11 Apr 2013

Campion to be presented with Cannes award

8:58 pm on 11 April 2013

New Zealand filmmaker Jane Campion is to be presented with the Carrosse d'Or from the Society of Film Directors at next month's Cannes Film Festival.

The director is the only woman to have won the coveted Palme d'Or - or best film prize - for her movie The Piano.

Campion will be at the festival in May as president of the Cinefondation and short film jury, the BBC reports.

Launched in 2002, past winners of the Carrosse d'Or (Golden Coach) include actor Clint Eastwood.

Last year's winner was Turkish director Nuri Bilge Ceylan - whose film Once Upon a Time in Anatolia was selected as Turkey's official submission for the best foreign language film Oscar.

In 2011, Iranian director Jafar Panahi, jailed in Iran for making propaganda against the ruling regime, won the award.

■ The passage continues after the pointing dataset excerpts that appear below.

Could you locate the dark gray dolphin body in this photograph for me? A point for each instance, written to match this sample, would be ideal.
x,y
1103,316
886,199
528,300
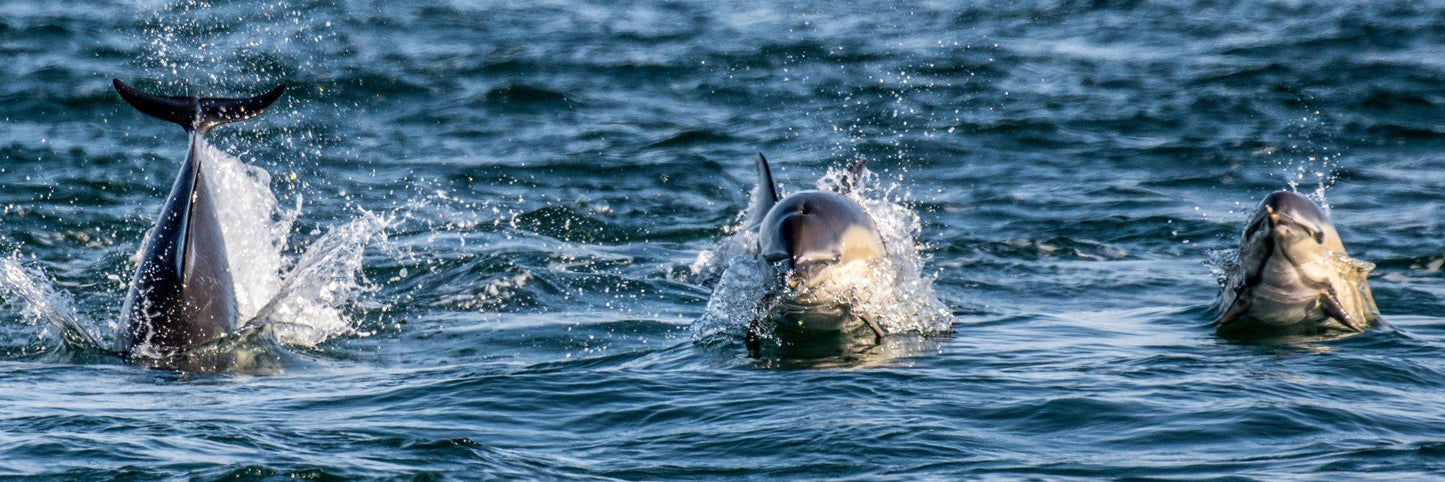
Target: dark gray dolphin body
x,y
182,295
802,238
1293,276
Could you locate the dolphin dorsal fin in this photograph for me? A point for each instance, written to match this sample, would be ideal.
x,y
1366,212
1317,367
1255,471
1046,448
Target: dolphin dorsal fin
x,y
197,114
765,194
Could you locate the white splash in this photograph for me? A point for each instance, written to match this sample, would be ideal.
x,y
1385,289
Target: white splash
x,y
304,305
890,290
42,303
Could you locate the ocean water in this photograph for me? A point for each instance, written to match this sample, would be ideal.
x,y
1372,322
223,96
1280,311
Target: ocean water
x,y
486,240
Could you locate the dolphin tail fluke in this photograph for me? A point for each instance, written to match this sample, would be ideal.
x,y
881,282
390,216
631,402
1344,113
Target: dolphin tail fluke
x,y
765,194
197,114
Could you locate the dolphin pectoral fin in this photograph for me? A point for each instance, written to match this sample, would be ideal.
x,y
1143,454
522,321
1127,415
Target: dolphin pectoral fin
x,y
1236,309
1330,302
874,326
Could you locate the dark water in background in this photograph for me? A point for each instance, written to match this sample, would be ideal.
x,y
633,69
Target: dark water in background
x,y
546,176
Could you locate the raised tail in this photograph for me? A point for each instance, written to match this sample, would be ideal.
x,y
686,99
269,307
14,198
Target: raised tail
x,y
197,114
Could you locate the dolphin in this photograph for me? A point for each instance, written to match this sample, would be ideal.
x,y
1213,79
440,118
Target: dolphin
x,y
1293,276
804,241
182,296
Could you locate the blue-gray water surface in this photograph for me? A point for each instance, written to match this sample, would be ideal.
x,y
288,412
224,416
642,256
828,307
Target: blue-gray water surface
x,y
546,179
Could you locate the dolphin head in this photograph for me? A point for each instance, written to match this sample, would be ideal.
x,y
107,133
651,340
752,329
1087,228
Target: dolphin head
x,y
1288,227
807,234
1293,274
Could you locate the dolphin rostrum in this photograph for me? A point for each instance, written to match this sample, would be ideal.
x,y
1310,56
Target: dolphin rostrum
x,y
804,240
1293,276
182,295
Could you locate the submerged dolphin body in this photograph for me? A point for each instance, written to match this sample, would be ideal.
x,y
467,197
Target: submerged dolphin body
x,y
182,295
1293,276
804,241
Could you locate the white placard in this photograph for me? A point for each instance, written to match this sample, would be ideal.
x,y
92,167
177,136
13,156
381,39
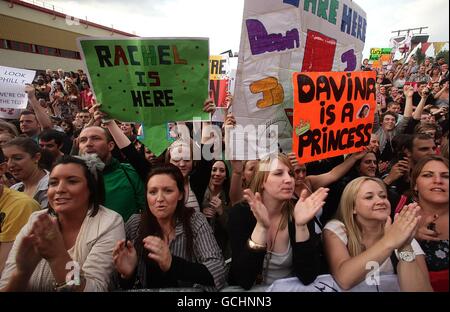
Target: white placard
x,y
12,85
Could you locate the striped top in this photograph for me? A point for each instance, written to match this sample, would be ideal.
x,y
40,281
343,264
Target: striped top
x,y
205,249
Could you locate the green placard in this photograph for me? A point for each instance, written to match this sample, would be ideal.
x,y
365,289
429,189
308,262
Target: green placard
x,y
149,80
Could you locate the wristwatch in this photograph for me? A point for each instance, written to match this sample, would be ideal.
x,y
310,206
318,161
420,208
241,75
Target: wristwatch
x,y
407,254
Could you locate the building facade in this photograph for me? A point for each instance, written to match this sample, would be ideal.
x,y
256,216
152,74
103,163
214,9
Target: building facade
x,y
39,38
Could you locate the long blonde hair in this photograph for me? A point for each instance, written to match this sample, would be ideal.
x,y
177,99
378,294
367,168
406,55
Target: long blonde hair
x,y
345,213
260,177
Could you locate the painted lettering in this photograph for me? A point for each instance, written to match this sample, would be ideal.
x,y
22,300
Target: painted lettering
x,y
261,41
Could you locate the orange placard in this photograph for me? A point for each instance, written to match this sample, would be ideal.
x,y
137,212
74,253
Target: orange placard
x,y
333,113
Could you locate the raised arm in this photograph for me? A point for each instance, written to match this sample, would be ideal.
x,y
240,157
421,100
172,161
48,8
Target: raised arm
x,y
419,109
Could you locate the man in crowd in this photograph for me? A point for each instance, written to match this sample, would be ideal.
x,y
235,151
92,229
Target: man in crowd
x,y
124,191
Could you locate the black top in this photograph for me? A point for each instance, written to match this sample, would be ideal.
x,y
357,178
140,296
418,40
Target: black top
x,y
247,264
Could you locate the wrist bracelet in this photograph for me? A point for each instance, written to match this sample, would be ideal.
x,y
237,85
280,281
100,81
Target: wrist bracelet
x,y
255,246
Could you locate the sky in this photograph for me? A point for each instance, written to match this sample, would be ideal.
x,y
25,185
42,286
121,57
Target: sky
x,y
221,21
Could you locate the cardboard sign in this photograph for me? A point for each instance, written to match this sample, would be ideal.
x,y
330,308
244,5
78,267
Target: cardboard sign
x,y
149,80
380,56
9,113
282,37
333,113
12,85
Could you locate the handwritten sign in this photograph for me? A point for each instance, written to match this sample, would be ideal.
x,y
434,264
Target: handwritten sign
x,y
282,37
149,80
12,84
333,113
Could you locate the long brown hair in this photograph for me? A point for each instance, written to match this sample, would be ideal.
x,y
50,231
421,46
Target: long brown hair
x,y
419,167
149,224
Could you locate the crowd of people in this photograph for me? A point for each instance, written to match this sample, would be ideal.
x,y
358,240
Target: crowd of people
x,y
86,206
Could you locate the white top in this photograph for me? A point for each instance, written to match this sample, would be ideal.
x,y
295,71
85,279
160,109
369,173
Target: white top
x,y
338,228
92,250
280,265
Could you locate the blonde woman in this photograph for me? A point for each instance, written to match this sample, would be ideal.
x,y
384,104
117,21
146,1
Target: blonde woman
x,y
363,233
272,237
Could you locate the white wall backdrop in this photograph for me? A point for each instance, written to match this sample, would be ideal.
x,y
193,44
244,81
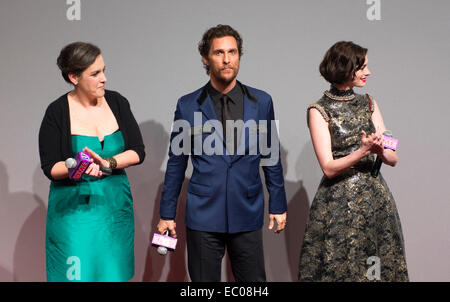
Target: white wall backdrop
x,y
150,49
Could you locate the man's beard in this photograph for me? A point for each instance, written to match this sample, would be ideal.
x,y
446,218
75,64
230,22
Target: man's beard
x,y
226,80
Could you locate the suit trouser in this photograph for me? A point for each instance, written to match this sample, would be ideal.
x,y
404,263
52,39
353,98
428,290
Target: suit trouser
x,y
206,250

Campion's first short film Peel won the short film prize at Cannes in 1986.

In 1993, The Piano won the Palme d'Or with actress Holly Hunter named best actress. The film earned Campion a best director nomination at the Oscars and she won the Academy Award for best original screenplay.

She also worked with Kate Winslet on the 1999 film Holy Smoke and Meg Ryan in the 2003 erotic thriller In the Cut.

Her film Bright Star, which starred Skyfall and The Hour star Ben Whishaw as the poet John Keats, also showed at Cannes in 2009.